Montgomery County lawmakers have asked for regular briefings on the state of the troubled Silver Spring Transit Center.
The briefings by County Executive Ike Leggett or his staff should "focus on the county's plan to get a safe and reliable transit center open to the public as quickly as possible," County Council President Nancy Navarro, D-Eastern County, and Council Transportation, Infrastructure, Energy and Environment Committee Chairman Roger Berliner, D-Bethesda, wrote in a memo Monday.
However, the briefings will not address who is responsible financially for the delays or the repairs, which may be the subject of an impending lawsuit, they wrote.

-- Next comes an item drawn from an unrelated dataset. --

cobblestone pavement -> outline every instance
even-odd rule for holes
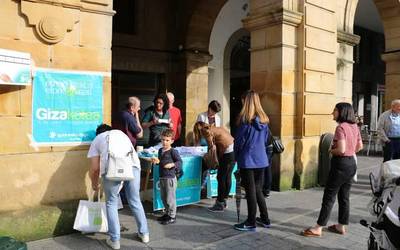
[[[148,213],[150,242],[141,243],[135,236],[136,225],[129,209],[120,212],[121,223],[128,228],[121,233],[121,249],[367,249],[369,232],[360,219],[372,220],[366,205],[370,201],[368,174],[379,167],[382,159],[359,157],[358,182],[351,190],[350,225],[344,236],[323,231],[322,237],[306,238],[299,233],[315,224],[323,194],[322,188],[302,191],[273,192],[267,200],[272,227],[256,232],[239,232],[234,199],[224,213],[211,213],[207,207],[213,201],[202,200],[196,205],[178,209],[177,223],[162,226],[156,216]],[[241,220],[247,215],[245,200],[241,203]],[[337,221],[337,203],[329,223]],[[72,234],[28,242],[28,249],[108,249],[105,234]]]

The request follows a recent report by a county-commissioned engineering firm that the three-story structure in downtown Silver Spring has significant design and construction defects that could cause buses to fall through thin concrete floors, potentially killing the commuters below. The county and general contractor Foulger-Pratt are in the process of working out a solution.

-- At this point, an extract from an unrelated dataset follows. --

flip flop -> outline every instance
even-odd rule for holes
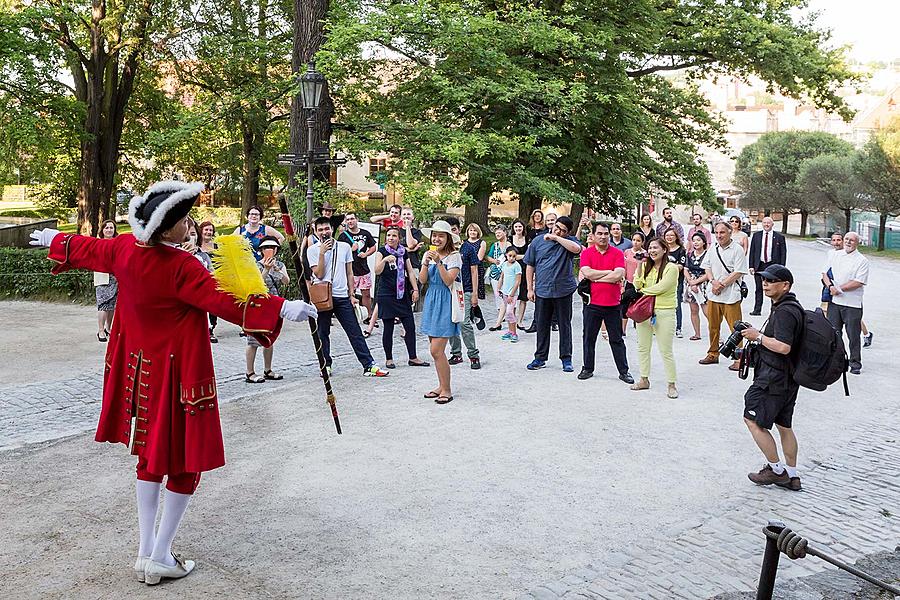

The $124 million structure was originally scheduled to open in 2011 and is supposed to offer access to Metrorail, MARC and Purple Line light rail trains, as well as Metro, Ride On and Maryland Transit Administration commuter buses. However, Metro has said it may not accept ownership of the structure as planned if the problems -- excessive cracking, inadequate reinforcing steel and concrete that is too weak and too thin -- are not fixed.
The delays have cost the county $2.2 million, which county officials say they expect Foulger-Pratt to pay. Firm principal Bryant Foulger has denied fault, saying it was the county's job to ensure the structure was safe.